Now for The Great Abdication by Steven Jonathan Rummelsburg

If you send your children to a Catholic school, you should ask the principal or a teacher if they can answer two questions: "What is a human person?" and "What is the purpose of an education?"

You'll likely hear about "21st century skills," "socialization," or "preparing students for jobs that don't exist yet." So, despite the crucifixes on the walls and religion classes, your principals and teachers generally can't tell you what a student is or what education is ultimately for.

This is not individual failure. It's the inevitable result of what is properly named the Great Abdication: the systematic elimination of formal and final causes from modern education's theoretical framework.

Following a scheme that goes all the way back to Aristotle and was adopted by St. Thomas Aquinas, the Catholic Intellectual Tradition has recognized four explanatory factors or principles necessary to understand anything fully:

Material Cause: What is a thing made of?

Efficient Cause: How is it made?

Formal Cause: What is it? (What is its nature?)

Final Cause: What is it for? (What is its ultimate end or perfection?)

Modern education has eliminated the last two in schools and colleges. It denies fixed human nature (no formal cause) and refuses to name a transcendent purpose (no final cause). This makes authentic Catholic education impossible.

Without formal cause, Catholic schools cannot articulate – and therefore do not even know – what their students are. Instead of affirming that each child is a rational soul created in God's image (Genesis 1:27), such institutions have been conditioned to treat children as if they are self-creating beings whose self-esteem is of the highest importance.

St. Augustine wrote: "Thou hast made us for Thyself, O Lord, and our hearts are restless until they rest in Thee." Education that ignores this primary orientation toward God as our final cause cannot form human persons; it can only deform them. Public schools aim at secular metrics like test scores, college admissions, and career goals. Sadly, most Catholic schools do the same. As St. Paul warned, we have "conformed to this world." (Romans 12:2)

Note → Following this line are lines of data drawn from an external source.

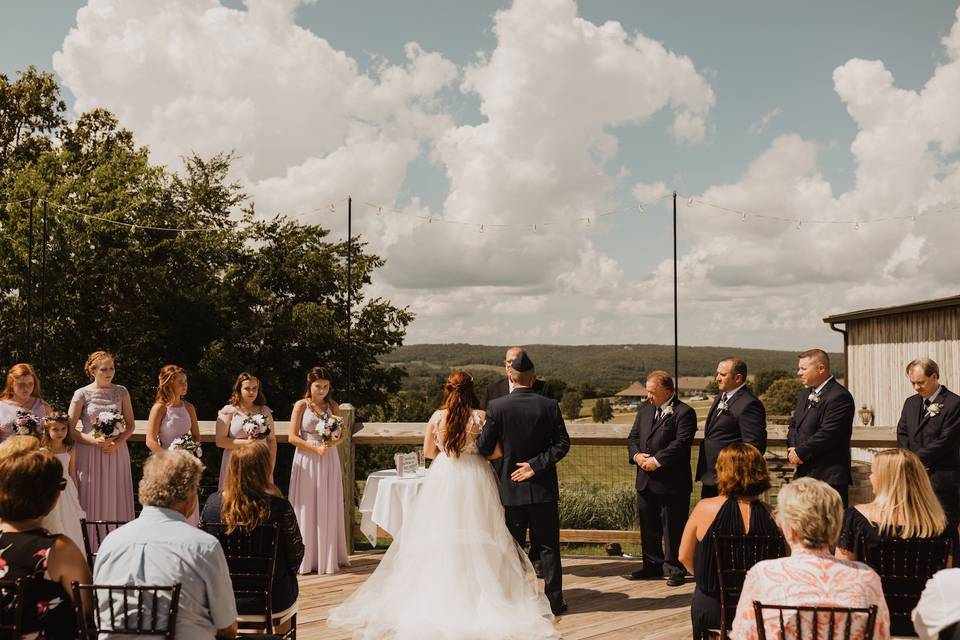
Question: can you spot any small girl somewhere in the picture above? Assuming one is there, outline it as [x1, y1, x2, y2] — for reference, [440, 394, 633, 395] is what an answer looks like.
[40, 412, 86, 549]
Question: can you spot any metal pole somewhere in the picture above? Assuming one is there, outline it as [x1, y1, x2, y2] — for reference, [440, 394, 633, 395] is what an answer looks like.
[673, 191, 680, 380]
[347, 196, 353, 400]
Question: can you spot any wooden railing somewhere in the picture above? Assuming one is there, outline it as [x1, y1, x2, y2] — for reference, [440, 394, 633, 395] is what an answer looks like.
[124, 404, 897, 553]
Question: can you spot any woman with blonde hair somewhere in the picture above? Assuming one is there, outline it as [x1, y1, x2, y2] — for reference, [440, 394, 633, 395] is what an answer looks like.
[146, 364, 200, 526]
[0, 363, 50, 442]
[201, 441, 303, 632]
[217, 371, 277, 489]
[69, 351, 136, 524]
[837, 449, 957, 560]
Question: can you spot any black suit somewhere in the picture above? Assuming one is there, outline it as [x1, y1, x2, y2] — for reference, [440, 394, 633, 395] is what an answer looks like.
[787, 378, 856, 506]
[697, 386, 767, 498]
[477, 387, 570, 612]
[897, 386, 960, 527]
[627, 396, 697, 575]
[480, 378, 551, 411]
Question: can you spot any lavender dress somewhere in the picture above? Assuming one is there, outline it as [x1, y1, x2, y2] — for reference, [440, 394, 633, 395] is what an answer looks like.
[290, 407, 350, 574]
[70, 384, 133, 522]
[217, 404, 276, 491]
[157, 404, 200, 527]
[0, 398, 47, 442]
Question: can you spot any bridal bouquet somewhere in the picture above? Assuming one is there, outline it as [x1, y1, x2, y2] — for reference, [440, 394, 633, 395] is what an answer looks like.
[243, 413, 270, 440]
[317, 414, 343, 445]
[13, 410, 43, 438]
[93, 411, 127, 438]
[169, 433, 203, 458]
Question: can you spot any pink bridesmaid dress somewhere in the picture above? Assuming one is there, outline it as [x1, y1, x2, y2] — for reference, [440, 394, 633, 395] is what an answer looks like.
[71, 384, 133, 522]
[217, 404, 276, 491]
[290, 407, 350, 574]
[157, 405, 200, 527]
[0, 398, 47, 442]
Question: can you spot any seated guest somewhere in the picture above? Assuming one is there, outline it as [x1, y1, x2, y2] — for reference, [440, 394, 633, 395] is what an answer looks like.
[730, 478, 890, 640]
[913, 569, 960, 640]
[93, 450, 237, 639]
[837, 449, 957, 560]
[0, 450, 90, 640]
[680, 442, 780, 640]
[200, 442, 303, 633]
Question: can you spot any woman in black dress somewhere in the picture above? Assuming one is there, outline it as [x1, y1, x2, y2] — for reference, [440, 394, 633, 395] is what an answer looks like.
[680, 443, 780, 640]
[0, 451, 91, 640]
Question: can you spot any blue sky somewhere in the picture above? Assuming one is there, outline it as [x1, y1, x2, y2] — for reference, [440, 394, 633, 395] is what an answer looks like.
[0, 0, 957, 348]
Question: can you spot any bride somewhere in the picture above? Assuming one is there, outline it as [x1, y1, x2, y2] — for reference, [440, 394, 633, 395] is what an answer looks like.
[328, 371, 558, 640]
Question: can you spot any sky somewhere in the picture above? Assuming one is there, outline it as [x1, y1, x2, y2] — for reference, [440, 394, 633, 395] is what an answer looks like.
[0, 0, 960, 350]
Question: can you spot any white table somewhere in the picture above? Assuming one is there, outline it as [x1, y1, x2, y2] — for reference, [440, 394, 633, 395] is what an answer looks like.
[360, 469, 426, 546]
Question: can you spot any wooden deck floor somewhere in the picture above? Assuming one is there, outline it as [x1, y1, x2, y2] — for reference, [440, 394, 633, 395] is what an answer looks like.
[297, 553, 693, 640]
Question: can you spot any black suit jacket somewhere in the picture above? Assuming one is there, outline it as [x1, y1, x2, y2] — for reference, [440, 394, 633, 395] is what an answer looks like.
[697, 387, 767, 484]
[897, 387, 960, 478]
[480, 378, 551, 411]
[477, 387, 570, 506]
[627, 396, 697, 495]
[787, 378, 856, 485]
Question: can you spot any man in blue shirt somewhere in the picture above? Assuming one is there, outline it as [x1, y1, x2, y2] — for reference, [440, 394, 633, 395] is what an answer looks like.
[93, 451, 237, 640]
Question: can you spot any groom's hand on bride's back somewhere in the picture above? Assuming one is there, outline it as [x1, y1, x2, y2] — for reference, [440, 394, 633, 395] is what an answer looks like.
[510, 462, 534, 482]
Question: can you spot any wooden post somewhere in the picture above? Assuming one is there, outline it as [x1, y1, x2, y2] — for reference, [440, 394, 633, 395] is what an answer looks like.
[337, 403, 357, 554]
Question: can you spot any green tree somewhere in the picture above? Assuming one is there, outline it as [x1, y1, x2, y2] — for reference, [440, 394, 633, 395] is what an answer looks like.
[0, 69, 413, 419]
[560, 389, 583, 420]
[760, 377, 803, 416]
[593, 398, 613, 423]
[753, 369, 794, 396]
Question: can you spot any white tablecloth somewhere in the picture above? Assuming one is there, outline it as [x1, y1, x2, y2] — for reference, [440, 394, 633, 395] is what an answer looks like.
[360, 469, 426, 546]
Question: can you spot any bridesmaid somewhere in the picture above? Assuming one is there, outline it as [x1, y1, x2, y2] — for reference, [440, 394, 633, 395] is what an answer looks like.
[288, 367, 350, 573]
[147, 364, 200, 527]
[70, 351, 136, 522]
[0, 363, 50, 442]
[217, 372, 277, 491]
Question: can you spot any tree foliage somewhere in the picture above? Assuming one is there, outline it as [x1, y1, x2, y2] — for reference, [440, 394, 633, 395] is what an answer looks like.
[0, 68, 413, 418]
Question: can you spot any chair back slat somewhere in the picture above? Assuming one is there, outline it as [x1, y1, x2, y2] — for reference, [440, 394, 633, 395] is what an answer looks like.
[0, 578, 23, 640]
[80, 519, 127, 571]
[72, 581, 180, 640]
[753, 600, 877, 640]
[712, 533, 787, 640]
[200, 522, 280, 635]
[860, 537, 951, 636]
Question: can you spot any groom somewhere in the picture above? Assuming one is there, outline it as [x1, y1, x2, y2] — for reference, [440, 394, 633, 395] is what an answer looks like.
[477, 351, 570, 615]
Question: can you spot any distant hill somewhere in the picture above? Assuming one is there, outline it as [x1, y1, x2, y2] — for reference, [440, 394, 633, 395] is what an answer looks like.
[380, 343, 843, 393]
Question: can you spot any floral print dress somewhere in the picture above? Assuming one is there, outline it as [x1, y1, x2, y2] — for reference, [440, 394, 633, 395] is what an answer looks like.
[0, 529, 77, 640]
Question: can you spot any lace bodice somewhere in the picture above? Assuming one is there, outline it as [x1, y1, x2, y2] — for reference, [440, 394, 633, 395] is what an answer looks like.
[430, 409, 483, 455]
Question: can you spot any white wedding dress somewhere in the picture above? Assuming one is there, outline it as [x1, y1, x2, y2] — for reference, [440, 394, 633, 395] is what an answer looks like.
[328, 411, 559, 640]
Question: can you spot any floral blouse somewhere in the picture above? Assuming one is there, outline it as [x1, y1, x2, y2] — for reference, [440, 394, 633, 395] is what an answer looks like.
[0, 529, 77, 640]
[730, 547, 890, 640]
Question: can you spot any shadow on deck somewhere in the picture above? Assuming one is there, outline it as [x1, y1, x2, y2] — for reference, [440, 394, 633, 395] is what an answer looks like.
[297, 553, 693, 640]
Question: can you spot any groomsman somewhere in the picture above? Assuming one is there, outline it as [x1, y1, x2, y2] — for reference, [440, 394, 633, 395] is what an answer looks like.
[897, 358, 960, 528]
[480, 347, 550, 411]
[627, 371, 697, 587]
[787, 349, 856, 507]
[697, 358, 767, 498]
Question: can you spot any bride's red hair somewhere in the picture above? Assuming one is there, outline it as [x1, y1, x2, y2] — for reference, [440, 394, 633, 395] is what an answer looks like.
[440, 371, 480, 458]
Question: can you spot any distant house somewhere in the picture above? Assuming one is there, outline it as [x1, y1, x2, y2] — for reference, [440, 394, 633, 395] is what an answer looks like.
[823, 296, 960, 427]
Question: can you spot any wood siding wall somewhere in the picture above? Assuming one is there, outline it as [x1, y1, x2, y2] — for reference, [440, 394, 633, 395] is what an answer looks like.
[847, 307, 960, 427]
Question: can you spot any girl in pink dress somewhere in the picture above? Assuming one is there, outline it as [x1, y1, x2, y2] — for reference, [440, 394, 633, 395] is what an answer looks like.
[0, 363, 50, 442]
[288, 367, 350, 573]
[147, 364, 200, 526]
[217, 372, 277, 491]
[70, 351, 136, 522]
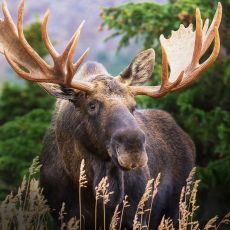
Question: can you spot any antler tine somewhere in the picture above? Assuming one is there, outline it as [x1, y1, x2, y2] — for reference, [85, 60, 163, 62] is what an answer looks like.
[65, 21, 89, 84]
[201, 2, 222, 55]
[41, 10, 59, 60]
[175, 28, 220, 91]
[130, 46, 184, 98]
[17, 0, 48, 70]
[130, 3, 222, 97]
[2, 0, 17, 34]
[189, 8, 202, 69]
[61, 20, 85, 61]
[4, 51, 59, 84]
[0, 0, 94, 92]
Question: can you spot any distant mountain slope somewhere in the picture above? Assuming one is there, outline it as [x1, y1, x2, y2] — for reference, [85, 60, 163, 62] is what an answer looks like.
[0, 0, 163, 81]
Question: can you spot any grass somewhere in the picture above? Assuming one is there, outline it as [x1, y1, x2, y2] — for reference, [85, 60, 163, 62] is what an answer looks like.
[0, 158, 230, 230]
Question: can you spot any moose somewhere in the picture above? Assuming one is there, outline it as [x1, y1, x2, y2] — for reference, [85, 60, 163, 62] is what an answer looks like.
[0, 0, 222, 229]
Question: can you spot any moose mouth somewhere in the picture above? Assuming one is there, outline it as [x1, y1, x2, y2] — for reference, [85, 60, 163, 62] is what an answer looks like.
[111, 144, 148, 170]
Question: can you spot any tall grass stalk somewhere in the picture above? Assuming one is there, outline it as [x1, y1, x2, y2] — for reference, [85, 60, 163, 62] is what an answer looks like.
[119, 195, 130, 230]
[147, 173, 161, 229]
[78, 159, 88, 230]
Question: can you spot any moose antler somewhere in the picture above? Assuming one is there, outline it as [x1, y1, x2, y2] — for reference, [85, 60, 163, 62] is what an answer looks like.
[0, 0, 94, 92]
[130, 3, 222, 97]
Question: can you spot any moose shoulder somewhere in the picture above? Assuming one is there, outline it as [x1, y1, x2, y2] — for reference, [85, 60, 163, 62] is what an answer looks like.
[0, 0, 222, 229]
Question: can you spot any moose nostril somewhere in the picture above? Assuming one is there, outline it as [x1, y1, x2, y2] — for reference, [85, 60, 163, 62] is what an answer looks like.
[113, 129, 145, 146]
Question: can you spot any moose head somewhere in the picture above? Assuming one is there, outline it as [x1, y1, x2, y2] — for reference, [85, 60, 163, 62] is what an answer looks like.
[0, 0, 222, 169]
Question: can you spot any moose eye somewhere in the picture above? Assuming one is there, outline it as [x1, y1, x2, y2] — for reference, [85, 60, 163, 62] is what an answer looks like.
[130, 106, 136, 113]
[88, 101, 98, 113]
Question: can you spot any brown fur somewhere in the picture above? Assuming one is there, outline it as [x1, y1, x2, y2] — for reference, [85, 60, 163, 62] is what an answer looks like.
[41, 50, 195, 229]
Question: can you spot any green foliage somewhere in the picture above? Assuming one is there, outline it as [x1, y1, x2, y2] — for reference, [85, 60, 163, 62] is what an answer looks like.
[102, 0, 230, 221]
[0, 82, 54, 125]
[0, 22, 54, 197]
[0, 109, 51, 195]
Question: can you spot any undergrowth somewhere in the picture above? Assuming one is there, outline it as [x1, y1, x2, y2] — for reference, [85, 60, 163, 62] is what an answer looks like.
[0, 157, 230, 230]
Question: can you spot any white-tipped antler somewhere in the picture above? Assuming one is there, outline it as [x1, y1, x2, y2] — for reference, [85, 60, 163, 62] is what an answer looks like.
[0, 0, 94, 92]
[130, 3, 222, 97]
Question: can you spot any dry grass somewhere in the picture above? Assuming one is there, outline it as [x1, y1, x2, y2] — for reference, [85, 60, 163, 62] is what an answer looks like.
[0, 158, 230, 230]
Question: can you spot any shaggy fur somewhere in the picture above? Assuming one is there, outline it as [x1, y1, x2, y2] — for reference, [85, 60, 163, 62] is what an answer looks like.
[41, 49, 195, 229]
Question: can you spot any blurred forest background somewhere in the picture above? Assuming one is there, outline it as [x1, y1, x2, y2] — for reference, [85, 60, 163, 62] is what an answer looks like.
[0, 0, 230, 226]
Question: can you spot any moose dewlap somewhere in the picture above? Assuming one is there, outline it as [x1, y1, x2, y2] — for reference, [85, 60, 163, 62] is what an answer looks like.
[0, 0, 222, 229]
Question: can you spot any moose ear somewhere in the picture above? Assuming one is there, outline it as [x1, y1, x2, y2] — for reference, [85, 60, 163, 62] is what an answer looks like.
[116, 49, 155, 86]
[39, 83, 77, 101]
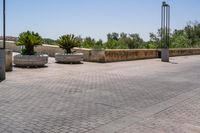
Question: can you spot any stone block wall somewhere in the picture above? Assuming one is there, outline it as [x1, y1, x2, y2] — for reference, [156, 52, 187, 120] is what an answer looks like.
[0, 42, 200, 63]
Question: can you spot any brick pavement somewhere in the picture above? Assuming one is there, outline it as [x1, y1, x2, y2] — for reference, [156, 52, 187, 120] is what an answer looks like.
[0, 56, 200, 133]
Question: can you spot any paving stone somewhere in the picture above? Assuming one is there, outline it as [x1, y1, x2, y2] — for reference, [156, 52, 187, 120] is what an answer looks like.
[0, 56, 200, 133]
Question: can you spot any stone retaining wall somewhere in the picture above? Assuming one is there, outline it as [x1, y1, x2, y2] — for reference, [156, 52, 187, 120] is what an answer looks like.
[0, 42, 200, 63]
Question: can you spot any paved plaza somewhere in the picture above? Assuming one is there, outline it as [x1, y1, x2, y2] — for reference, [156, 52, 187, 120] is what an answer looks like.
[0, 56, 200, 133]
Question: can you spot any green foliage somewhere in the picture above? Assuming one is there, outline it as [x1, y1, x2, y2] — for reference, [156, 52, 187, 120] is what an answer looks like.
[17, 31, 42, 55]
[57, 34, 80, 54]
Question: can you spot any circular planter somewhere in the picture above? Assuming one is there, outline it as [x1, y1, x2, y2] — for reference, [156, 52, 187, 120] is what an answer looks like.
[14, 54, 48, 67]
[55, 53, 83, 63]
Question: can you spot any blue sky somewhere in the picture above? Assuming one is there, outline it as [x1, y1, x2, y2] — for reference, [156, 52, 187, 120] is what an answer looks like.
[0, 0, 200, 40]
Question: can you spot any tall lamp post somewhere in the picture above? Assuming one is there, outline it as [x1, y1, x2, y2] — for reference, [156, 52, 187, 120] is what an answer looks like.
[0, 0, 6, 81]
[161, 2, 170, 62]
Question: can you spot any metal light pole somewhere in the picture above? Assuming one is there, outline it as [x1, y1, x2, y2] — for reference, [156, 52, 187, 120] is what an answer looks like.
[161, 2, 170, 62]
[0, 0, 6, 81]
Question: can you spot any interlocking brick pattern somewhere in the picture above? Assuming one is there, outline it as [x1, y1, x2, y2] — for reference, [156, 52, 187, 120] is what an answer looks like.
[0, 56, 200, 133]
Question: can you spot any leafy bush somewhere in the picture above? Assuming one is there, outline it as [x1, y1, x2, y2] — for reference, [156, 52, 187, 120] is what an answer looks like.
[17, 31, 42, 55]
[57, 34, 80, 54]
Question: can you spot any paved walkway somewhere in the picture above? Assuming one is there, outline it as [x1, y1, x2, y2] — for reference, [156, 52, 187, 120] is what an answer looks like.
[0, 56, 200, 133]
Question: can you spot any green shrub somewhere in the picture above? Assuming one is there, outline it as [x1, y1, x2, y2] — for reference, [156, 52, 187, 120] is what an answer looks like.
[17, 31, 42, 55]
[57, 34, 80, 54]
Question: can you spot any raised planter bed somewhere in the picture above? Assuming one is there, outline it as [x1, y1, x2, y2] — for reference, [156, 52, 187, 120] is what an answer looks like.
[55, 53, 83, 63]
[14, 54, 48, 67]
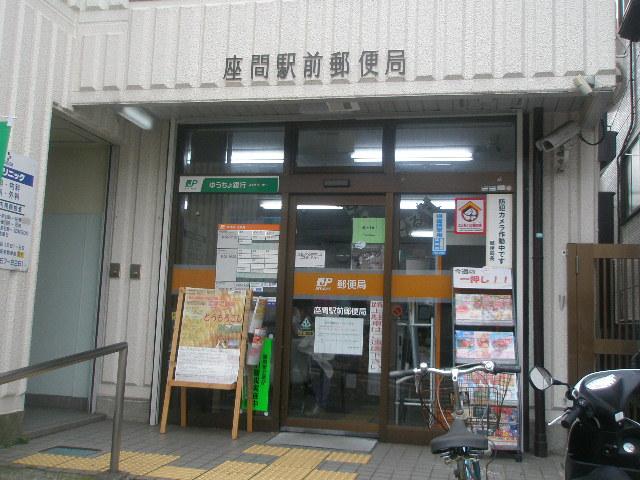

A Catholic school must acknowledge the crucial truth that all human beings have a soul that survives bodily death. An eternal soul requires eternal ends. Without true final causes, both natural and supernatural, Catholic schools cannot answer a simple question: "What is the purpose of Catholic education?"

The natural ends of a Catholic education are to acquire the intellectual and moral virtues. The ultimate end (as Josef Pieper reminds us, can be found in St. Thomas Aquinas) is the state in which "our powers are fully realized and fully at rest face to face with God for all eternity."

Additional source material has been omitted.